In this tutorial, we'll look at declaring dependencies in a Gradle build script. For our examples, we'll be using Gradle 6.7.

2. Typical Structure

Let's start with a simple Gradle script for Java projects:

plugins {
    id 'java'
}

repositories {
    mavenCentral()
}

dependencies {
    implementation 'org.springframework.boot:spring-boot-starter:2.3.4.RELEASE'
    testImplementation 'org.springframework.boot:spring-boot-starter-test:2.3.4.RELEASE'
}

As can be seen above, we have three code blocks: pluginsrepositories, and dependencies.

First, the plugins block tells us that this is a Java project.
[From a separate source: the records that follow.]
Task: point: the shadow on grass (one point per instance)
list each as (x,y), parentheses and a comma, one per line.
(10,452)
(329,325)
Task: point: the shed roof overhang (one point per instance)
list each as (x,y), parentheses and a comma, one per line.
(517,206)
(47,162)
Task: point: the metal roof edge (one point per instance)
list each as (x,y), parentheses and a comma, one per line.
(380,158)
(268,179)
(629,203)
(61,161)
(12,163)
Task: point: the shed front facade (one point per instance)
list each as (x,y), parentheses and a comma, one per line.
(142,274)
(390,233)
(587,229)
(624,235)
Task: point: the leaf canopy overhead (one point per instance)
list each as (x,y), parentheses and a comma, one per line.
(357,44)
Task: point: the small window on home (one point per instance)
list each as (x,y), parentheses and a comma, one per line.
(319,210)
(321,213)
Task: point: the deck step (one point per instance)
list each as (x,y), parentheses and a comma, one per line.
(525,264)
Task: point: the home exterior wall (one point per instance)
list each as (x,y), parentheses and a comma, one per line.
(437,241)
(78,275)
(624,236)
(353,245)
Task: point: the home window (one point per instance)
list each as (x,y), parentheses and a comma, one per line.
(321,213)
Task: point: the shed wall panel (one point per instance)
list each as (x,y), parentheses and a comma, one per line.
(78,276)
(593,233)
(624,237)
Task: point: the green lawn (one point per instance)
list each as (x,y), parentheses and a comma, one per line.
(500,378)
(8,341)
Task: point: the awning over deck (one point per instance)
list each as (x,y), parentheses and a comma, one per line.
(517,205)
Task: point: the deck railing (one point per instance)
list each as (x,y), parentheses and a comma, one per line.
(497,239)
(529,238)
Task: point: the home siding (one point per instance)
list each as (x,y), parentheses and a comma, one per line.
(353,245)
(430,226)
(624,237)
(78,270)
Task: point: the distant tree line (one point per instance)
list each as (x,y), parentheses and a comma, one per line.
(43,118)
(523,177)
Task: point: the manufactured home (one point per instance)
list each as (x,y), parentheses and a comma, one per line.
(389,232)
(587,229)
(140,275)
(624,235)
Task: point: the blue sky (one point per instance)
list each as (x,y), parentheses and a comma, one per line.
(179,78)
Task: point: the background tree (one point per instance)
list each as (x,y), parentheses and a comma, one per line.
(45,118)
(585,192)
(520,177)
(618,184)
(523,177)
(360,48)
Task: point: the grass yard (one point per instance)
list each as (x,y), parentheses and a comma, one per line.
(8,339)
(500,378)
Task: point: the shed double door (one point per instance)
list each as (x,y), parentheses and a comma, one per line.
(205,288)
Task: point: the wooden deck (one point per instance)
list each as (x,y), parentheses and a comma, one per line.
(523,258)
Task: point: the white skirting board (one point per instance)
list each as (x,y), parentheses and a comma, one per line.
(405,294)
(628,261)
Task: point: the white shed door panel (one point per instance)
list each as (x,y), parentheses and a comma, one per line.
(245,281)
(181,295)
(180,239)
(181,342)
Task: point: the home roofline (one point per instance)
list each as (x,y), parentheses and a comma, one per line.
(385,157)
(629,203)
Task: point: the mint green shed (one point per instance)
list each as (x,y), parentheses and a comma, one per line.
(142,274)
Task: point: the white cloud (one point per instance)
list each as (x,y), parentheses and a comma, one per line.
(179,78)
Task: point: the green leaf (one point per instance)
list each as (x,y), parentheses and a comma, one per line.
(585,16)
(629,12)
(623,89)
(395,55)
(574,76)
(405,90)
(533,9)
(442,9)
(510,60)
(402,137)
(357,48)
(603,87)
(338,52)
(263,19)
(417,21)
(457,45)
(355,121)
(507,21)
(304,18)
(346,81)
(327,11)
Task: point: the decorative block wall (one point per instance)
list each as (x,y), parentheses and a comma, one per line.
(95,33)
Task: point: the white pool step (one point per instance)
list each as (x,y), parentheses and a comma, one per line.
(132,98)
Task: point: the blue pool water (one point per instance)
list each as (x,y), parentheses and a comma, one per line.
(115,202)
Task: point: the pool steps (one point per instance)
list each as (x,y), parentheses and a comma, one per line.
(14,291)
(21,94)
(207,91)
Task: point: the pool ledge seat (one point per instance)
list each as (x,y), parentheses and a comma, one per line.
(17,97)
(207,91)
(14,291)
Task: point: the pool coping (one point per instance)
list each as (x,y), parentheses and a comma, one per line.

Secondly, the dependencies block declares version 2.3.4.RELEASE of the spring-boot-starter dependency needed to compile the project's production source code. Additionally, it also states that the project's test suite needs spring-boot-starter-test to compile.

The Gradle build pulls all dependencies down from the Maven Central repository, as defined by the repositories block.

Let's focus on how we can define dependencies.

3. Dependency Configurations

There are different configurations in which we can declare dependencies. In this regard, we can choose to be more or less precise, as we'll see later on.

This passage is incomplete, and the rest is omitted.